Messi lee la hierba
Hace mucho que los partidos del 10 no se juegan en el día señalado sino en otra dimensión en la que solo están él, las briznas del pasto y un camino que descubrir
Hay una imagen de Messi que se repite en todos los partidos, una especie de ritual que suele pasar desapercibido de tan evidente y repetitivo. No me refiero a esa costumbre de levantar mirada e índices al cielo para dedicar el gol a su abuela Celia, pues hay días en los que no consigue marcar o, simplemente, no le apetece (uno lo ha visto obrar tanto milagro que ya no se atreve a conceder ni el mínimo mérito a los rivales cuando regresa al vestuario sin otra muesca en la culata). Lo que me llama la atención es ese instante en que las cámaras lo descubren mirando al suelo fijamente, a menudo con el ceño fruncido y mesándose la barba como un autómata, tan absorto en su pequeño palmo de terreno que parece haberse teletransportado lejos, a otro mundo.
Messi lee en la hierba, no se me ocurre otra explicación. Hace mucho tiempo que sus partidos dejaron de jugarse en el día y a la hora señalada para trasladarse a otra dimensión en la que solo están él, las briznas del pasto y un camino que descubrir y recorrer si le apetece. Todo sucede ante nuestros ojos en unos pocos segundos pero bien podrían ser minutos, horas y hasta días enteros dentro de su cabeza, como esos superhéroes que perciben su entorno a cámara lenta y son capaces de esquivar balas, desactivar bombas y dejar una buena propina al camarero mientras su archienemigo apenas ha tenido tiempo de pestañear.
No son pocas las conclusiones que uno puede extraer de una lectura reposada del terreno.

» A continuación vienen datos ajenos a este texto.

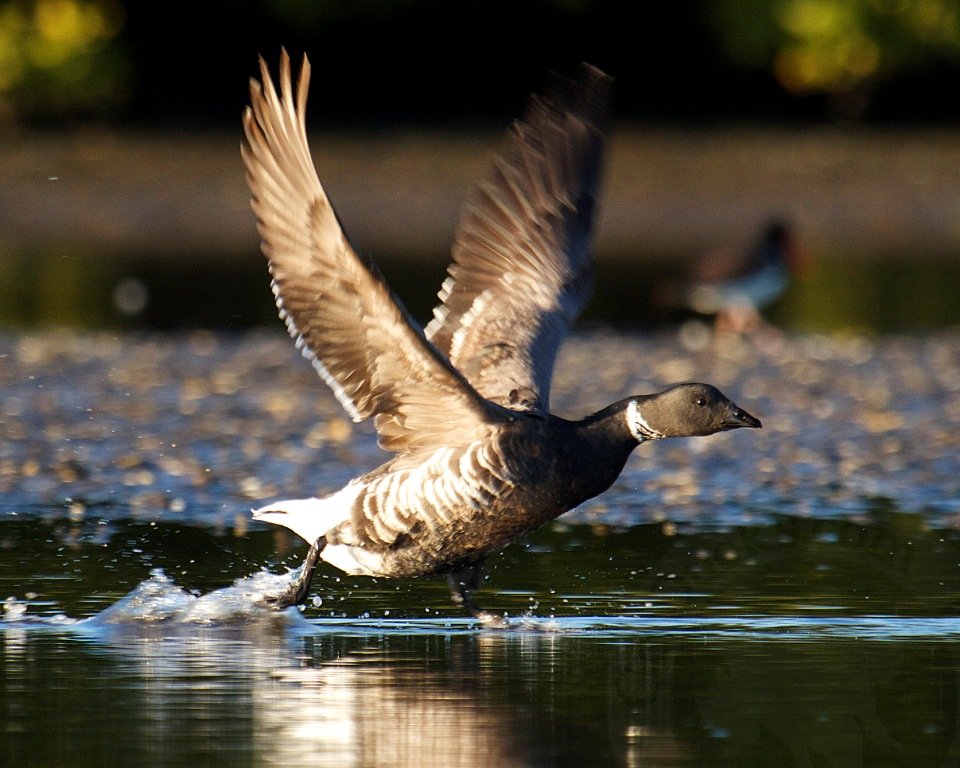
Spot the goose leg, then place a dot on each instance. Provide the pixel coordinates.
(298, 590)
(462, 582)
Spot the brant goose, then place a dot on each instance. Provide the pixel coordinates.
(734, 287)
(462, 404)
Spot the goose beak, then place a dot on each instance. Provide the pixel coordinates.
(740, 418)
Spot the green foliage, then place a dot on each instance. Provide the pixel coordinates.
(834, 46)
(59, 56)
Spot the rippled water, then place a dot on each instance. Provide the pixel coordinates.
(785, 597)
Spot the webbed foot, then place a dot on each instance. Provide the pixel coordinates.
(296, 593)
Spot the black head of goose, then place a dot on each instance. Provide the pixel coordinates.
(463, 404)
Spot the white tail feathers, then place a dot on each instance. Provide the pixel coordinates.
(310, 518)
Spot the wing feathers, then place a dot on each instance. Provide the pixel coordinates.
(335, 303)
(521, 268)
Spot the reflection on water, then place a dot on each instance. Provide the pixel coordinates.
(787, 600)
(735, 659)
(262, 695)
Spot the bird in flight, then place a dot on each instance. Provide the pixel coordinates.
(462, 404)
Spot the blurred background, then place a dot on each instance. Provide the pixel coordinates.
(122, 200)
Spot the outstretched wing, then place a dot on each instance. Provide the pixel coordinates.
(336, 304)
(521, 268)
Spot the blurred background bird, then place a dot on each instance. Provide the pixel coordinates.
(734, 286)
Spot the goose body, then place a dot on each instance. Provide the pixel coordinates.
(463, 404)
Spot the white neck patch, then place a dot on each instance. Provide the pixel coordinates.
(638, 425)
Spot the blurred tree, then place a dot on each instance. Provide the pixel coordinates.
(60, 56)
(838, 47)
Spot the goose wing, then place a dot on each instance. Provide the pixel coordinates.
(521, 268)
(336, 304)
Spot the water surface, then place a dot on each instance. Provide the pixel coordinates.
(785, 596)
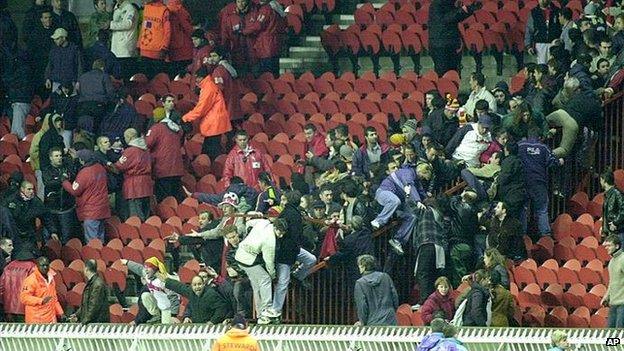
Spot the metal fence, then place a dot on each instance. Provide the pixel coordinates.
(111, 337)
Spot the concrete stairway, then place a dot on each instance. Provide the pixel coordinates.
(307, 54)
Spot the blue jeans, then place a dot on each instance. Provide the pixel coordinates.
(616, 316)
(538, 196)
(307, 261)
(94, 229)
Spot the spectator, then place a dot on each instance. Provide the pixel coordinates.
(267, 31)
(289, 249)
(122, 117)
(505, 232)
(124, 36)
(201, 50)
(439, 304)
(60, 203)
(157, 302)
(96, 93)
(269, 196)
(155, 36)
(39, 295)
(376, 299)
(205, 303)
(99, 20)
(65, 103)
(164, 141)
(234, 21)
(65, 19)
(237, 337)
(503, 304)
(536, 158)
(470, 141)
(559, 341)
(495, 262)
(24, 209)
(368, 158)
(11, 281)
(244, 161)
(91, 192)
(430, 341)
(612, 207)
(445, 44)
(399, 189)
(65, 62)
(542, 27)
(478, 91)
(475, 314)
(94, 303)
(18, 81)
(442, 121)
(614, 297)
(6, 249)
(225, 75)
(430, 242)
(181, 48)
(256, 256)
(212, 112)
(565, 18)
(39, 43)
(136, 165)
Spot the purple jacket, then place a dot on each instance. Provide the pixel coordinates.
(404, 176)
(536, 157)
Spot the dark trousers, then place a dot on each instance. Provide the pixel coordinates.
(426, 272)
(445, 58)
(270, 64)
(212, 147)
(168, 186)
(139, 207)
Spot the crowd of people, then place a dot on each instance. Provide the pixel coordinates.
(93, 158)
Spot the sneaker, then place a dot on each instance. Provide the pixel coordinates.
(262, 320)
(375, 224)
(271, 313)
(396, 246)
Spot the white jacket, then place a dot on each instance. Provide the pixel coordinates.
(125, 30)
(261, 239)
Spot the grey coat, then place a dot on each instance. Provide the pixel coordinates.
(376, 299)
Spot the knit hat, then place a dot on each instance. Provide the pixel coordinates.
(230, 199)
(274, 212)
(410, 124)
(346, 152)
(397, 139)
(452, 105)
(156, 264)
(159, 114)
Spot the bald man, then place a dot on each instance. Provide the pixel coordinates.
(136, 165)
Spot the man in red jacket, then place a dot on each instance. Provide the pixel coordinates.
(225, 75)
(267, 32)
(232, 38)
(164, 140)
(181, 48)
(136, 165)
(244, 161)
(91, 191)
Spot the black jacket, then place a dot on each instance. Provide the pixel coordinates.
(613, 211)
(94, 306)
(56, 198)
(288, 246)
(443, 20)
(210, 306)
(475, 314)
(511, 188)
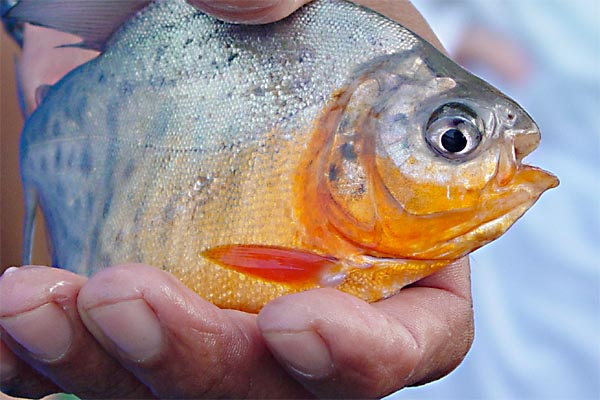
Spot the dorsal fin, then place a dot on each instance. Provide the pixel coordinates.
(93, 20)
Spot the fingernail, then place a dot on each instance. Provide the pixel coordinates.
(132, 326)
(304, 352)
(8, 364)
(44, 331)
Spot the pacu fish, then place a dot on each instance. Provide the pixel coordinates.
(334, 148)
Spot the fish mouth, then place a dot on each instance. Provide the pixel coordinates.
(500, 208)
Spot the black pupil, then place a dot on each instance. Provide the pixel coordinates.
(453, 141)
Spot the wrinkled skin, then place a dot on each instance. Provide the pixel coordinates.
(63, 332)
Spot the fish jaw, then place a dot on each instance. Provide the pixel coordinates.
(501, 207)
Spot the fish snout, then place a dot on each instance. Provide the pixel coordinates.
(523, 132)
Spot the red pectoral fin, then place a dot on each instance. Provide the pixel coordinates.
(276, 264)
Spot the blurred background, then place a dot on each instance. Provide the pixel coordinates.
(11, 194)
(537, 289)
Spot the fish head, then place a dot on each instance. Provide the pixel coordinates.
(439, 157)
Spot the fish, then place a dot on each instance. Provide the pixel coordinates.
(334, 148)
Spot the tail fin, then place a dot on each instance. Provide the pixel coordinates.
(31, 202)
(93, 21)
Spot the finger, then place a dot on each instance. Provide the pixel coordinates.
(41, 325)
(249, 11)
(339, 346)
(164, 333)
(18, 378)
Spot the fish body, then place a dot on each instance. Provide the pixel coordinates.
(333, 148)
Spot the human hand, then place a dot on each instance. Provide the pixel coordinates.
(136, 331)
(202, 351)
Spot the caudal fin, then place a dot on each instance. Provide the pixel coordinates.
(93, 20)
(31, 202)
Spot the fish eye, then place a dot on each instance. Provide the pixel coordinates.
(454, 130)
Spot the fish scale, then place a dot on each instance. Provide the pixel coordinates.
(188, 133)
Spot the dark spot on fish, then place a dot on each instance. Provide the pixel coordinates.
(127, 88)
(129, 169)
(106, 208)
(333, 173)
(77, 206)
(43, 164)
(71, 159)
(232, 57)
(79, 111)
(85, 164)
(90, 200)
(361, 190)
(347, 150)
(137, 218)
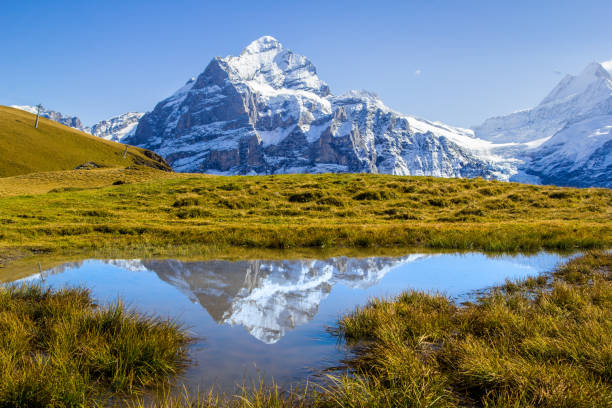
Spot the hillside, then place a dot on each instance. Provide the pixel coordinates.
(53, 147)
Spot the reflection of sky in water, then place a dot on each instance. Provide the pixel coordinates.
(270, 316)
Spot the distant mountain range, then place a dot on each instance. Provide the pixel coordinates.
(266, 111)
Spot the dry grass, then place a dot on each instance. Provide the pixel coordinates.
(541, 342)
(53, 146)
(214, 214)
(58, 349)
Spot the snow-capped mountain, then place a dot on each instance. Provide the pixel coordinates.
(71, 121)
(115, 128)
(266, 111)
(566, 139)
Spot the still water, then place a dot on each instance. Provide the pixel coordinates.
(269, 318)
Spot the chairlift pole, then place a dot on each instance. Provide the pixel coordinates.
(39, 106)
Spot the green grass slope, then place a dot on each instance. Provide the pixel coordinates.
(302, 211)
(25, 149)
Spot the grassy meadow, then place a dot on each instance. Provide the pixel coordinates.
(59, 349)
(155, 213)
(53, 146)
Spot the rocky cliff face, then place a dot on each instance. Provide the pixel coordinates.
(266, 111)
(117, 128)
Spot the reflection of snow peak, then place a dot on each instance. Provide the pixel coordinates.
(289, 293)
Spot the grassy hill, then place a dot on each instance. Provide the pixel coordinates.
(52, 147)
(197, 214)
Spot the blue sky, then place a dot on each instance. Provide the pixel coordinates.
(454, 61)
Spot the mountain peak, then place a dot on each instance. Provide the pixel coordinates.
(265, 62)
(595, 70)
(607, 65)
(572, 85)
(262, 44)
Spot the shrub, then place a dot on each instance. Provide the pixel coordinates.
(305, 197)
(187, 201)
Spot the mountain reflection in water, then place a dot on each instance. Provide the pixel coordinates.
(267, 298)
(269, 318)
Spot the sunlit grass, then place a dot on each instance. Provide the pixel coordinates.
(301, 211)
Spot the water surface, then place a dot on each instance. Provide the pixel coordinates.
(269, 318)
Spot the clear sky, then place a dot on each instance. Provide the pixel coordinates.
(454, 61)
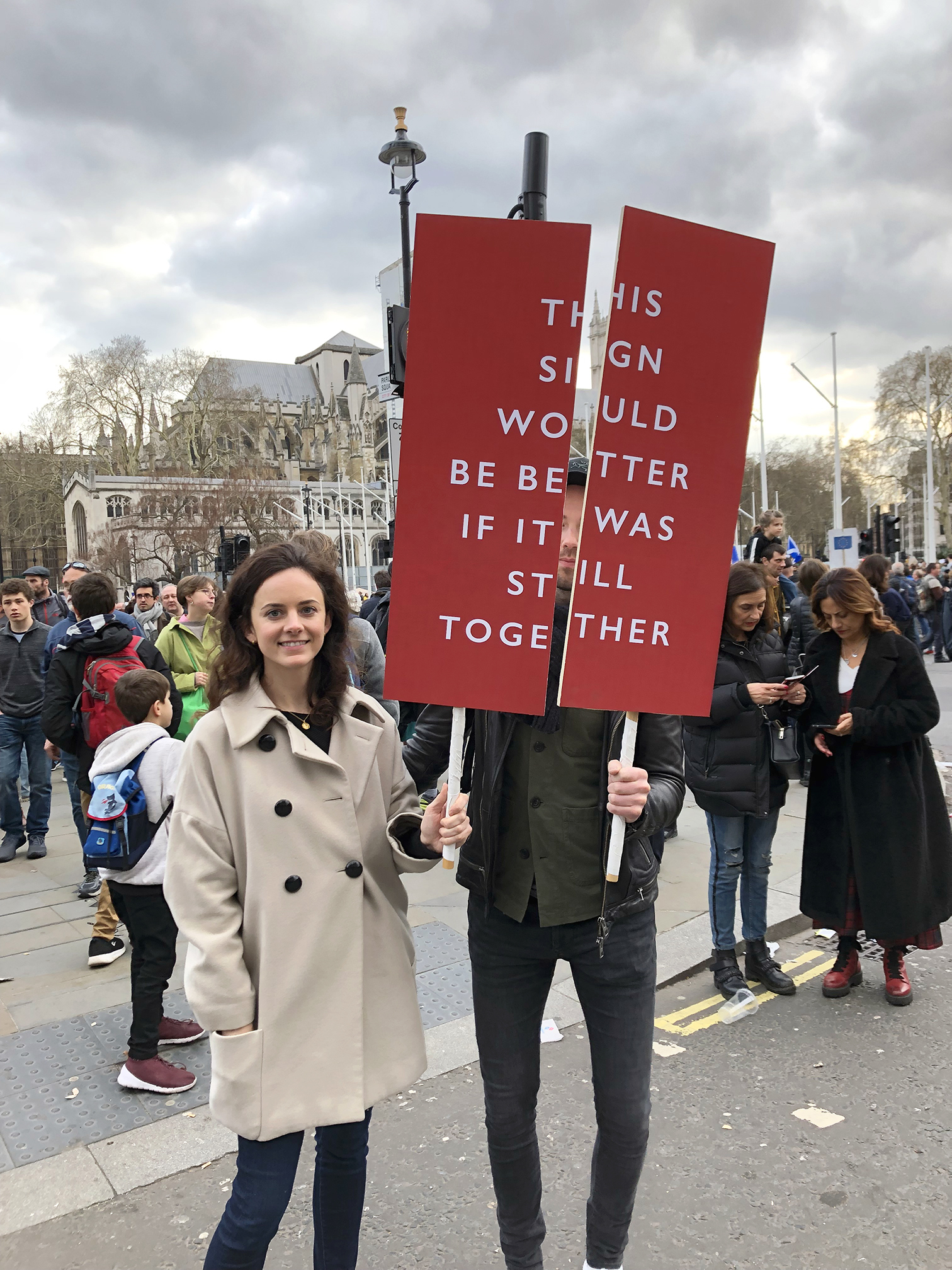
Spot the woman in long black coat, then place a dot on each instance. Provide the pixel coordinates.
(878, 847)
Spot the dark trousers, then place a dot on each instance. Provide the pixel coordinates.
(512, 973)
(152, 932)
(262, 1189)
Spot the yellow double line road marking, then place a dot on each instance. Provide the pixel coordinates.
(673, 1022)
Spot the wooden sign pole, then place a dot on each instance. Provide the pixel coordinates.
(617, 840)
(456, 774)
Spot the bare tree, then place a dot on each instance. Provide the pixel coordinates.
(215, 423)
(111, 390)
(900, 430)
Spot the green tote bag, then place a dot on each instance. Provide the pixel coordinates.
(193, 704)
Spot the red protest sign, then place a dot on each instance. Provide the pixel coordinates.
(483, 467)
(667, 466)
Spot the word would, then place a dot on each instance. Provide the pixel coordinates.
(635, 422)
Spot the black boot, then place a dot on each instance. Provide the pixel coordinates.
(728, 977)
(761, 966)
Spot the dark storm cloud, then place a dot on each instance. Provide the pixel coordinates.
(234, 146)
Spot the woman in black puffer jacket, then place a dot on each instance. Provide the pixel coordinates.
(728, 767)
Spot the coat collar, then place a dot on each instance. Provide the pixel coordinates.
(353, 740)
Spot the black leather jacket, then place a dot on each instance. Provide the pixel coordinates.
(488, 735)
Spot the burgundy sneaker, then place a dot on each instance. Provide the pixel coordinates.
(155, 1076)
(179, 1032)
(899, 990)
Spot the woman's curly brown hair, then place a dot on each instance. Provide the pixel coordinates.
(851, 591)
(241, 661)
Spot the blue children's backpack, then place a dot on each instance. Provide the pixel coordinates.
(121, 831)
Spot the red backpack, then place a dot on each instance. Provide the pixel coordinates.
(98, 710)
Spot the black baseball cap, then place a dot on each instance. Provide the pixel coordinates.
(578, 471)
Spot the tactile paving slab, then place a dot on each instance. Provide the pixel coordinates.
(445, 995)
(438, 945)
(42, 1067)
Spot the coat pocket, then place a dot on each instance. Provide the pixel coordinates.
(236, 1081)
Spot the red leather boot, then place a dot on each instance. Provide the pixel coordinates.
(846, 972)
(899, 990)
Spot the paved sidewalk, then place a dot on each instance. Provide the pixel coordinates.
(64, 1026)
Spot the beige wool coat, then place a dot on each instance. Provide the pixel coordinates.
(283, 874)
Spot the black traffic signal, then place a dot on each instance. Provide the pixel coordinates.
(227, 556)
(398, 326)
(243, 547)
(890, 535)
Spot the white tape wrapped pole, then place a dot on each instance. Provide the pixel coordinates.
(456, 774)
(616, 841)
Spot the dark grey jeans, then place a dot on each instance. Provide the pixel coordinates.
(512, 973)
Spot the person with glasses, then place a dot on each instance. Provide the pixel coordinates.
(191, 643)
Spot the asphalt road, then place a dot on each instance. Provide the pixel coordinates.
(733, 1179)
(941, 678)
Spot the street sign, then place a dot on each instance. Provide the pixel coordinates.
(843, 549)
(667, 465)
(483, 470)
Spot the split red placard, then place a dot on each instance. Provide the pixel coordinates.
(493, 347)
(667, 466)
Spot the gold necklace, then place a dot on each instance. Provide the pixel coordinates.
(849, 657)
(303, 718)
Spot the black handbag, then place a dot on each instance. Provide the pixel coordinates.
(785, 746)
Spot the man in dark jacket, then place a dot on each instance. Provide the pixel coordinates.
(21, 701)
(381, 581)
(96, 632)
(542, 790)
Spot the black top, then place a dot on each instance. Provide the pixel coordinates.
(314, 732)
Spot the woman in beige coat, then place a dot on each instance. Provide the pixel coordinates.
(293, 820)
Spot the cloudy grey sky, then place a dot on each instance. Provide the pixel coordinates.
(206, 173)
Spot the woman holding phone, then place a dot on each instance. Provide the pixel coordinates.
(293, 820)
(728, 767)
(878, 849)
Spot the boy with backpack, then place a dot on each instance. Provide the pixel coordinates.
(133, 777)
(81, 711)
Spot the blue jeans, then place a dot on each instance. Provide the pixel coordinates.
(70, 766)
(512, 973)
(14, 736)
(262, 1189)
(740, 851)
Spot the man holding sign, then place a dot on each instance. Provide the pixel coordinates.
(543, 789)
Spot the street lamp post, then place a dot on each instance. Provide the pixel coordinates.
(834, 403)
(403, 155)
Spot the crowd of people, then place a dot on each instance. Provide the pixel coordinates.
(238, 776)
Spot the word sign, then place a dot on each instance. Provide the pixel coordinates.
(667, 465)
(479, 516)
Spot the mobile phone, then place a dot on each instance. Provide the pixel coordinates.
(799, 678)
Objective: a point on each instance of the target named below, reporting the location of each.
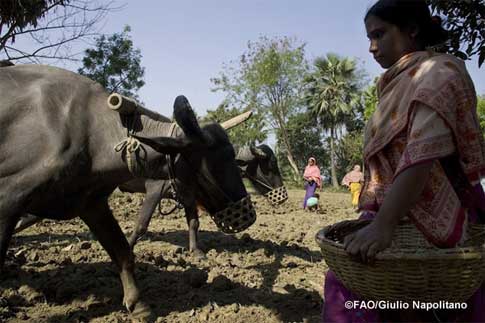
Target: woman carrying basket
(312, 179)
(423, 152)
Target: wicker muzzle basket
(277, 196)
(411, 269)
(236, 217)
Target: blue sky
(185, 42)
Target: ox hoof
(130, 300)
(198, 254)
(141, 313)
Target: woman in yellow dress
(353, 180)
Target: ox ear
(167, 145)
(185, 118)
(258, 152)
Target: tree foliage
(349, 152)
(465, 20)
(115, 64)
(268, 78)
(307, 140)
(332, 95)
(51, 26)
(370, 99)
(250, 132)
(481, 111)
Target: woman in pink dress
(312, 179)
(423, 152)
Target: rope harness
(236, 217)
(130, 147)
(171, 178)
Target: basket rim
(469, 252)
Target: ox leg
(193, 222)
(101, 222)
(152, 197)
(7, 225)
(27, 220)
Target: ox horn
(228, 124)
(122, 104)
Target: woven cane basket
(277, 196)
(411, 269)
(237, 217)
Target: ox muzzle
(277, 196)
(237, 217)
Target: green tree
(349, 152)
(249, 132)
(332, 95)
(51, 26)
(306, 138)
(466, 22)
(269, 78)
(115, 64)
(481, 111)
(370, 100)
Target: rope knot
(130, 145)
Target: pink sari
(426, 112)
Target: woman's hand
(403, 195)
(365, 243)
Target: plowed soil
(272, 272)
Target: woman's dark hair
(408, 13)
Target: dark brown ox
(57, 159)
(258, 164)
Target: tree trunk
(332, 158)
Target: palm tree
(331, 95)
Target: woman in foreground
(423, 152)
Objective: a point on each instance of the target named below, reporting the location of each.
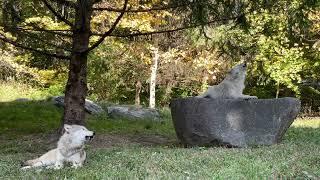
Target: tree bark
(153, 77)
(76, 88)
(138, 91)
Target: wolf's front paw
(58, 166)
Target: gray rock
(132, 112)
(90, 107)
(235, 122)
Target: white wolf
(232, 86)
(70, 149)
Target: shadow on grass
(38, 119)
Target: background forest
(280, 40)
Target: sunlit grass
(25, 126)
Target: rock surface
(132, 112)
(235, 122)
(90, 106)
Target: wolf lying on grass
(70, 149)
(231, 87)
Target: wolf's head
(79, 134)
(238, 72)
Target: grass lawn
(149, 150)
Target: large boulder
(90, 107)
(235, 122)
(132, 112)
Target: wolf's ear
(67, 127)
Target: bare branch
(96, 44)
(16, 44)
(58, 15)
(142, 10)
(167, 31)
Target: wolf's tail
(29, 162)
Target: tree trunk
(138, 91)
(278, 90)
(76, 88)
(154, 67)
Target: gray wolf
(231, 87)
(70, 148)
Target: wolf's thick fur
(232, 86)
(70, 149)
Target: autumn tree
(80, 36)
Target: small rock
(132, 112)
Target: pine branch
(37, 29)
(111, 9)
(66, 3)
(16, 44)
(103, 36)
(168, 31)
(58, 15)
(34, 36)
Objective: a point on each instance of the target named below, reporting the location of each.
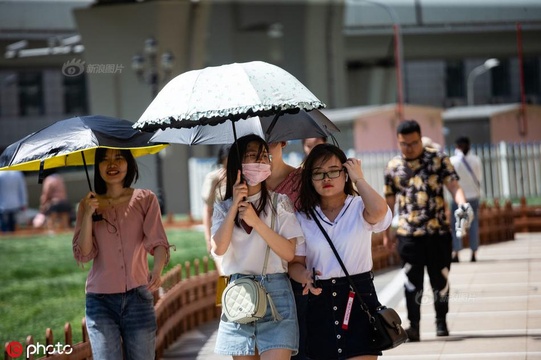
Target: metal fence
(510, 170)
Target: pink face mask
(255, 173)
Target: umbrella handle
(95, 216)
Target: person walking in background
(54, 202)
(309, 143)
(327, 196)
(416, 179)
(469, 169)
(242, 235)
(116, 227)
(13, 198)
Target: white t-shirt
(350, 234)
(471, 189)
(246, 252)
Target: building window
(454, 79)
(31, 102)
(501, 79)
(531, 77)
(75, 95)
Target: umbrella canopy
(62, 143)
(235, 91)
(287, 127)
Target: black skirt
(326, 339)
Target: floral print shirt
(418, 186)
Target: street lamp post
(487, 65)
(152, 77)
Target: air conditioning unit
(452, 102)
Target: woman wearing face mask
(241, 231)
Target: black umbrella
(72, 142)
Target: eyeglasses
(333, 174)
(253, 157)
(410, 145)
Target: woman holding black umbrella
(116, 227)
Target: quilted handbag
(244, 300)
(386, 323)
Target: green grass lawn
(42, 286)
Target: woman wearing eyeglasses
(349, 217)
(241, 232)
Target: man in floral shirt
(416, 180)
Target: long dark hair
(308, 196)
(234, 164)
(100, 187)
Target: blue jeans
(473, 231)
(123, 323)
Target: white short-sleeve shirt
(246, 252)
(350, 234)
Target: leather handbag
(245, 300)
(387, 331)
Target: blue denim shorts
(123, 323)
(265, 334)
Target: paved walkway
(495, 309)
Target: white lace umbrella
(287, 127)
(235, 91)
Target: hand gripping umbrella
(72, 142)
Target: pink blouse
(119, 250)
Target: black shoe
(441, 327)
(413, 334)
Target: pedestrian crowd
(276, 224)
(268, 205)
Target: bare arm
(160, 257)
(297, 271)
(390, 200)
(207, 222)
(221, 240)
(88, 205)
(284, 248)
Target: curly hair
(308, 196)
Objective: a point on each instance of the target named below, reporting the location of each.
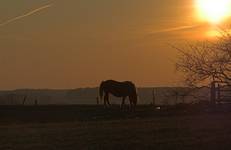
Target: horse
(118, 89)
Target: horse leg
(132, 105)
(123, 102)
(106, 99)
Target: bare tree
(207, 61)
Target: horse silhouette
(118, 89)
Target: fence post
(153, 97)
(213, 93)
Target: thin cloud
(25, 15)
(180, 28)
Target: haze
(78, 43)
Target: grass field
(93, 127)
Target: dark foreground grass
(92, 127)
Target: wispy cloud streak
(25, 15)
(180, 28)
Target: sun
(213, 11)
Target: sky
(78, 43)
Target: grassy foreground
(93, 127)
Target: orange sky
(70, 44)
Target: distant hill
(163, 95)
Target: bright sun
(213, 11)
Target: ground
(94, 127)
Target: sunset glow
(213, 11)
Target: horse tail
(101, 90)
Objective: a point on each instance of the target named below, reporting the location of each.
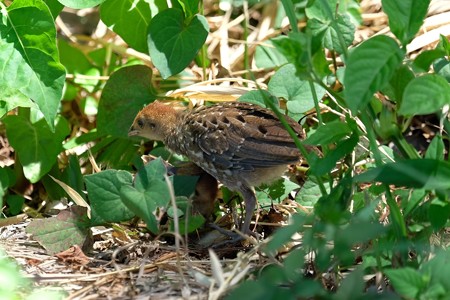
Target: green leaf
(438, 214)
(267, 56)
(332, 30)
(286, 84)
(126, 91)
(173, 43)
(29, 56)
(436, 149)
(15, 204)
(331, 132)
(294, 48)
(309, 193)
(442, 67)
(370, 66)
(425, 95)
(70, 227)
(12, 99)
(398, 83)
(142, 203)
(425, 59)
(129, 19)
(104, 194)
(418, 173)
(55, 7)
(190, 7)
(321, 166)
(81, 3)
(150, 192)
(406, 281)
(35, 144)
(405, 17)
(276, 191)
(154, 170)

Lo saben bien los grandes jugadores de la historia del golf que desentrañan la longitud de las hebras, la dirección de crecimiento del pelo y hasta el tipo de hierba sembrada para intuir, con precisión matemática, cómo se comportará la bola de camino al hoyo. Eso mismo parece hacer Lionel en su breve paréntesis de cada partido: descubrir dónde pisar, decidir hacía dónde quebrar, intuir sobre qué tepe se derrumbarán sus rivales con cierta comodidad y encontrar el punto exacto, ese palmo amigo de forraje que despedirá el balón con la fuerza y dirección exactas para dejar al portero con ganas de morirse o de aplaudir; en ambos gestos hay mucho de grandeza y poco que reprochar.
Existe otra posibilidad pero, intuyo, resultará menos poética y más preocupante para todos aquellos aficionados que depositan gran parte de sus esperanzas en las futuras victorias de su equipo. Se resume en que Messi levanta la cabeza, reconoce las caras que lo rodean y decide que no encontrará mejor socio que un césped bien cuidado. La hierba es su amiga y siempre ha estado ahí, como lo están Piqué, Busquets e Iniesta desde el principio de sus tiempos. A otros como Rakitic, Gomes, Paulinho, Vidal, Alcácer o Digne es mejor inventárselos que descubrirlos y por eso se sumerge Messi tan a menudo en los renglones verdes del campo. Leer es un atajo seguro para sentirse vivo y, por qué no decirlo, bien acompañado. Por eso asusta y esperanza por igual este equipo a sus posibles rivales en los cuartos de final: porque es Messi, sin más.